Мы жизненное наше назначение, цель нашу видим в том, чтоб каждый получал свою порцию счастья. Зря вы беспокоитесь, что порции такие уж равные. Мы, может, и поровну дадим, хотя и это сомнительно, на практике редко выходит поровну; да человек-то разный, человек с человеком не схож, человек не только со стороны получает — в нем самом богатство заложено… либо не заложено. Одному и малая порция впрок — он внутри себя много имеет. А в другого сколько ломтей ни пихай — ни от него добрым людям взять нечего, ни ему самому радости нет.

Вы упомянули Прометея. Он в каждом, только спит, задавленный всякой всячиной. Разбудить его, растолкать, чтоб поднялся, заговорил, — вот что нужно!

— По-вашему, это просто? — спросил астроном.

— Нет. Подъем крутой. Каждый шаг с бою. Но я, как практик, скажу вам — Прометей пробуждается в преодолении. Я это сплошь и рядом наблюдаю, и чем выше мы взбираемся, тем чаще.

Глаза Дубль Ве были чистые-чистые.

— Вы говорите — нравственность? Это, конечно, самый тяжелый участок, самый засоренный. Когда за спиной тысячелетия злодейств… Если на пути к всеобщей нравственности мы сперва достигнем всеобщего добронравия — уже неплохо. Уже жить можно. И тоже нелегко достигается. Много, поверьте, забот требует. Думаешь-думаешь, ищешь-ищешь — чем их пронять?..

— И каковы успехи?

— Отличные! — сказал Дубль Ве. — Но я не любитель отвлеченных рассуждений. Для меня превыше всех теорий — человеческая судьба.

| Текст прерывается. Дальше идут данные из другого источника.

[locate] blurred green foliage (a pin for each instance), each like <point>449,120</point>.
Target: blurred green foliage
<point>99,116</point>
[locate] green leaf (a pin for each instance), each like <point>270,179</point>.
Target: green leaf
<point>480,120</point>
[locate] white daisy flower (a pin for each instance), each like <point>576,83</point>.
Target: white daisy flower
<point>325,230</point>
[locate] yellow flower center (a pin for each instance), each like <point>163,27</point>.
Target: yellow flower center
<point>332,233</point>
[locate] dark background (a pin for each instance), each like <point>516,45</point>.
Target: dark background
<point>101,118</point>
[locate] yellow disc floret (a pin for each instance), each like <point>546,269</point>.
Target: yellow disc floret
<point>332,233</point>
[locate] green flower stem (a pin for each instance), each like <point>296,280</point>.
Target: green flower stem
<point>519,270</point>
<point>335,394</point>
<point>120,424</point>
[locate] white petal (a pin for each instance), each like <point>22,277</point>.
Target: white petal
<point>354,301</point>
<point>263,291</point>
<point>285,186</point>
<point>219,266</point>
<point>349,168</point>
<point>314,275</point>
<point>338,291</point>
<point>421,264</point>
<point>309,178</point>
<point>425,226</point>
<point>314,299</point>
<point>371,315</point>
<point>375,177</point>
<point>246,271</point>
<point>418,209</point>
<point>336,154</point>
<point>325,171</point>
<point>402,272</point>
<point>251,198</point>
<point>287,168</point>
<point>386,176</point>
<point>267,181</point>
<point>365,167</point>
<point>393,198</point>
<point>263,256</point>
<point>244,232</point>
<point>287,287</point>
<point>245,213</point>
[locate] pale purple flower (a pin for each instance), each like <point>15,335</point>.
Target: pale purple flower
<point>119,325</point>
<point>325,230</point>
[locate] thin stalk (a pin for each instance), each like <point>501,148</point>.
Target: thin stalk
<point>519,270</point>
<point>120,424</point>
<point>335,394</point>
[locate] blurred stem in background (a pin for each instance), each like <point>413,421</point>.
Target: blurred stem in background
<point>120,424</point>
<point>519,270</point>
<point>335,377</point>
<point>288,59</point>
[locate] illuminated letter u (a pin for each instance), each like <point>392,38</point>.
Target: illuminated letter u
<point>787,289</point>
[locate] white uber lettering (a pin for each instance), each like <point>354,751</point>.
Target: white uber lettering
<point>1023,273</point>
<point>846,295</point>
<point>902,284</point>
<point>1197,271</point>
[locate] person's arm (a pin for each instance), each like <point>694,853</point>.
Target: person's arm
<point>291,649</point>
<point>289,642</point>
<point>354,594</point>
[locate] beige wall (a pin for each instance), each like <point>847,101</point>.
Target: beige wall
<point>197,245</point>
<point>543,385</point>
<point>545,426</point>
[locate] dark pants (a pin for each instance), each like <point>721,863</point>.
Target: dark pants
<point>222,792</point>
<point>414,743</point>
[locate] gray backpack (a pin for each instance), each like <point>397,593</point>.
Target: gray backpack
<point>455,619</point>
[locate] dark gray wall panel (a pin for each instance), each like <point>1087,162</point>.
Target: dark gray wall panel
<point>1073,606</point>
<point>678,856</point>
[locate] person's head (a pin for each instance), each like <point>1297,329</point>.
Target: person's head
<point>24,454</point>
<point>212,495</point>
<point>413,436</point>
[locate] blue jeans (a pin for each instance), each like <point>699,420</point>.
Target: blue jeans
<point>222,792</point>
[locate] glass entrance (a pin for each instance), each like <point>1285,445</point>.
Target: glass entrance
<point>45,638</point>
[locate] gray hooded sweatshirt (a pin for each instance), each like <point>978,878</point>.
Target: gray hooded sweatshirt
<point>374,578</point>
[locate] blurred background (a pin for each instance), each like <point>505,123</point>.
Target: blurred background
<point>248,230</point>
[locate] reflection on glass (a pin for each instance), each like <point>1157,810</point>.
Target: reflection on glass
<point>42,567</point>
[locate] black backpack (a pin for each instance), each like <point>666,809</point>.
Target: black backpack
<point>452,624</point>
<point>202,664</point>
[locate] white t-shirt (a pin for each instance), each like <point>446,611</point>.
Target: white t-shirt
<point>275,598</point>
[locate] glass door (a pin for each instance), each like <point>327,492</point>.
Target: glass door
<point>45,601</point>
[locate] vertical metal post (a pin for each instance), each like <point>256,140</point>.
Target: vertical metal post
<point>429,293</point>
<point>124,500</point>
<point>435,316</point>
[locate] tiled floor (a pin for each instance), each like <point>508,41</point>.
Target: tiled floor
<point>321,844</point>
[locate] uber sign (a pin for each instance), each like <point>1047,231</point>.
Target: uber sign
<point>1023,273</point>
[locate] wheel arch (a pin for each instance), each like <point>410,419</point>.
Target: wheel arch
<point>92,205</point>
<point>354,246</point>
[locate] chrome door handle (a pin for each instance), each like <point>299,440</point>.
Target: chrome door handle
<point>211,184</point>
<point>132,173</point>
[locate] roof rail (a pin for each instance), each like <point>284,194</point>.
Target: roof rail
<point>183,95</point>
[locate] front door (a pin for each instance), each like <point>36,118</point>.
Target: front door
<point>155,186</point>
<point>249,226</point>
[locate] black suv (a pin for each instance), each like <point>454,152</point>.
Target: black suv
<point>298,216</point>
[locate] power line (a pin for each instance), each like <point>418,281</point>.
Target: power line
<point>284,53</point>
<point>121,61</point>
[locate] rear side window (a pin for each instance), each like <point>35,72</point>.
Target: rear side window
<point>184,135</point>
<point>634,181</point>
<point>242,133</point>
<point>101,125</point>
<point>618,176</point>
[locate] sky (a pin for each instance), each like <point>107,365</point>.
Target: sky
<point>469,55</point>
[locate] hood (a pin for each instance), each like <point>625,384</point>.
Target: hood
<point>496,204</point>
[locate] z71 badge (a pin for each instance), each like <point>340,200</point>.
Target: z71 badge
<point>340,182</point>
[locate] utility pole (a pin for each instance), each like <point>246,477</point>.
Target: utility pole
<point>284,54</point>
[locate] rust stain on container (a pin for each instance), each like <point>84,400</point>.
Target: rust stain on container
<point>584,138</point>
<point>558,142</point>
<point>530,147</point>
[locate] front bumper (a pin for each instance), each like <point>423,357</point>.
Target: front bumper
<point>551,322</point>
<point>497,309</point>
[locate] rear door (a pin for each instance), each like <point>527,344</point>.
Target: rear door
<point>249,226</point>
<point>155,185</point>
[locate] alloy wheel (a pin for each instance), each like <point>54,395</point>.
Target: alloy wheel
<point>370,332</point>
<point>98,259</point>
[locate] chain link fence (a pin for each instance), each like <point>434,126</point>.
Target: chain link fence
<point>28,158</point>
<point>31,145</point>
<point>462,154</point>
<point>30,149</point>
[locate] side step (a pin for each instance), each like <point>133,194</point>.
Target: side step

Он встал и подошел к окну.

— Ну вот хотя бы, прошу взглянуть. Вон бежит девчушка — ах, негодница, так и бросается под машины, знает, что не задавят… Это Ненни.

— Та, что машет веревочкой?

— Она всегда с веревочкой, или с мячиком, или с обручем, нет минутки, чтоб посидела спокойно. Глядите на нее, это наша гордость, наше знамя девчушка Ненни! Ух ты, прямо тебе балерина!

Знайте же, что эта самая Ненни первые годы своей жизни не ступила ни шагу. Ноги у нее болтались, как две кривульки без костей. Она, видите ли, родилась в эпоху безумств и преступлений и росла в подвале.

Ну, когда эта эпоха осталась позади, мы переселили девочку с матерью в хорошее жилье. Видим — этого мало: болезнь запущена. Тогда вывезли Ненни в Целебную Местность, прежде туда пускали только за большие деньги… И стала Ненни такая, как видите.

Интересно отметить — все ее после этого крепко стали любить. Весь город на нее не нарадуется. Это опять же к вопросу о нравственности: значит, хорошее людям нравится, значит, приятно людям иметь чистую совесть и плоды своих хороших дел перед глазами.

Вы ученый человек с надменными мыслями, ходок по части всего небесного, а я человек земной, обрабатывал землю вот этими руками и разбираюсь, что на ней делается. И сколько бы вы ко мне ни приступали с вашей критикой и сомнениями, на меня не подействует — почему? Потому что я как взгляну на такую Ненни, так всех ваших возражений как не бывало.

— Ненни! Ненни! — кричит Илль, покуривающий у ратуши возле ниши с львиной головой. — Ты куда?

С середины площади, приостановясь между машинами, Ненни машет ему обеими руками. В одной веревочка для прыганья, в другой голубой конверт.

— Я несу записку!

— Кому?

— Ансу Абе!

— От кого?

— Секрет!

— Ну Ненни!

— Она не велела говорить! Не приставай, я спешу! Она сказала — беги, очень важно!